Thursday, 12 August 2010
And are the newcomers hammering the lifestyles of the locals?
The recent outcry in Singapore over allegedly excessive immigration, which is said to be putting pressure on housing, jobs and public transport, has raised some interesting issues about what sort of society Singaporeans want to have.
How far does the popular view coincide with the shifting views of Minister Mentor Lee Kuan Yew? And have population increases have been at the expense of productivity and real incomes for that population as a whole?
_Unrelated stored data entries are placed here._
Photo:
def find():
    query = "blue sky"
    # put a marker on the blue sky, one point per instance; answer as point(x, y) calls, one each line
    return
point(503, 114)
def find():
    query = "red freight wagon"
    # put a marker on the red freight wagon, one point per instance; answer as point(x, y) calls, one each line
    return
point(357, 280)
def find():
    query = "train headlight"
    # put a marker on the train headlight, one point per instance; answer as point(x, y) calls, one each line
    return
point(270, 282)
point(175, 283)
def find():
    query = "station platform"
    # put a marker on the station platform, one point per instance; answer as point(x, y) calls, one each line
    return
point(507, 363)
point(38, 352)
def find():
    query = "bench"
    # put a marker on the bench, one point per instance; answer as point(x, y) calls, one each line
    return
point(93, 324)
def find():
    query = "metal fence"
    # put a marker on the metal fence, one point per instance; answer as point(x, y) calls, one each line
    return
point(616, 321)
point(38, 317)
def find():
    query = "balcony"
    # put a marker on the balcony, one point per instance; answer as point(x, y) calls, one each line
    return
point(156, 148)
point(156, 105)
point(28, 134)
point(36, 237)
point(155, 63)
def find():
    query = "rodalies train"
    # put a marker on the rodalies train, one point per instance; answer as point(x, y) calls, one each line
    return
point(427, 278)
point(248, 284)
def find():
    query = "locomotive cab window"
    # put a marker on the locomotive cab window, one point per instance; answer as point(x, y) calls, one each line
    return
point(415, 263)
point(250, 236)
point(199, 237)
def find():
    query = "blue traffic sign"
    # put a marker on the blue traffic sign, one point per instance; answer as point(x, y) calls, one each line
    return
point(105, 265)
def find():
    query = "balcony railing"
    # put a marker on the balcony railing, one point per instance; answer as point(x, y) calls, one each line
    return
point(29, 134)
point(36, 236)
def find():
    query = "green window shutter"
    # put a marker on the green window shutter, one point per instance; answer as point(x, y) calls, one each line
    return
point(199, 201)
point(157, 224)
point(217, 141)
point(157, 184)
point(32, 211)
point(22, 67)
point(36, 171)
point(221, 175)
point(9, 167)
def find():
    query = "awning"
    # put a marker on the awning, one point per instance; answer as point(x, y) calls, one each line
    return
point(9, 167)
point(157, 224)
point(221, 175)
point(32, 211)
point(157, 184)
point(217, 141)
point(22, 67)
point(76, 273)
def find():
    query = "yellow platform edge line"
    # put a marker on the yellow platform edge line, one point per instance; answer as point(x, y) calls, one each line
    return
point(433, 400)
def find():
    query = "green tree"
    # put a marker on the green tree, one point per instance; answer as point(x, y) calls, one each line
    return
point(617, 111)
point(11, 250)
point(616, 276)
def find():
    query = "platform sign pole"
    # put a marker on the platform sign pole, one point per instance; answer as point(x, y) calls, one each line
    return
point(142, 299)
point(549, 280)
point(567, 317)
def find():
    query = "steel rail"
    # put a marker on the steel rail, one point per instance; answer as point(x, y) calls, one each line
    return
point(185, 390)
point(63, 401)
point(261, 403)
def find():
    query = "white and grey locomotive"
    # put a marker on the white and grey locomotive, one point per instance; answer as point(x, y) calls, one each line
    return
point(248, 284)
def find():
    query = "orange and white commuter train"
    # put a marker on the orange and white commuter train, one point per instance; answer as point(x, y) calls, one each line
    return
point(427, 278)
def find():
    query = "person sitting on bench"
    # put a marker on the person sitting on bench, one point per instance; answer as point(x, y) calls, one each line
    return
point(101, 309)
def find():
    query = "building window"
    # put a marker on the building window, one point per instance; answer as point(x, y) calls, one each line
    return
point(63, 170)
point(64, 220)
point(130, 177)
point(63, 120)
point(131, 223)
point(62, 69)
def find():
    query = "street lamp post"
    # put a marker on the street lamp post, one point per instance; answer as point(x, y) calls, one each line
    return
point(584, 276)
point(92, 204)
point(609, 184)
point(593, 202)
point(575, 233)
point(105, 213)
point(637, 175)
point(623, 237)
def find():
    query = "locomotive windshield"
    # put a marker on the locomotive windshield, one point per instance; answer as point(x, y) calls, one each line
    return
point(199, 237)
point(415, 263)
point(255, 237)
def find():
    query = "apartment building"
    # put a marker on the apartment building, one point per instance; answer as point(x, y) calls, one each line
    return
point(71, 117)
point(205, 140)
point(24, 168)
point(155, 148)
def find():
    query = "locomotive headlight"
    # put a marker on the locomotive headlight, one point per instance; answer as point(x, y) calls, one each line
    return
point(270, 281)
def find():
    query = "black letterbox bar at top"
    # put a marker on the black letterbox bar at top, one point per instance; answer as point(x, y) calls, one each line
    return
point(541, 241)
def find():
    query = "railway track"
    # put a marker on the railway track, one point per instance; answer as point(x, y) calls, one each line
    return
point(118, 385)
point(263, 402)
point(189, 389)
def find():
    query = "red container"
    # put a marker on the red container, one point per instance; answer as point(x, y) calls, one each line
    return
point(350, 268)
Data underscore dramatically how Singapore's population has soared in recent years despite one of the lowest fertility rates in the world. Immigration, both permanent via issuance of Permanent Resident status to foreigners and temporary by recruitment for domestic service, construction work and other low-paid or dirty and dangerous work have both risen rapidly.
Thus the total population has grown from 3.0 million in 1990 to 4.99 million as of 2009 – nearly a 40 percent rise in two decades, which has required the import of vast amounts of sand from neighboring Indonesia, Malaysia and Cambodia to increase Singapore's geographic size from 581.5 sq km when reclamation started in the 1960s, to 704 sq km today. By 2030, the island republic is expected to grow by another 100 sq km. Singapore's population density has now overtaken that of Hong Kong, where the population increase has been less than 1 percent a year – its fertility rate is similar but both permanent and temporary migration has been less as it is mainly determined by a fixed quota of mainlanders. It is now the world's second-most densely populated state after Monaco.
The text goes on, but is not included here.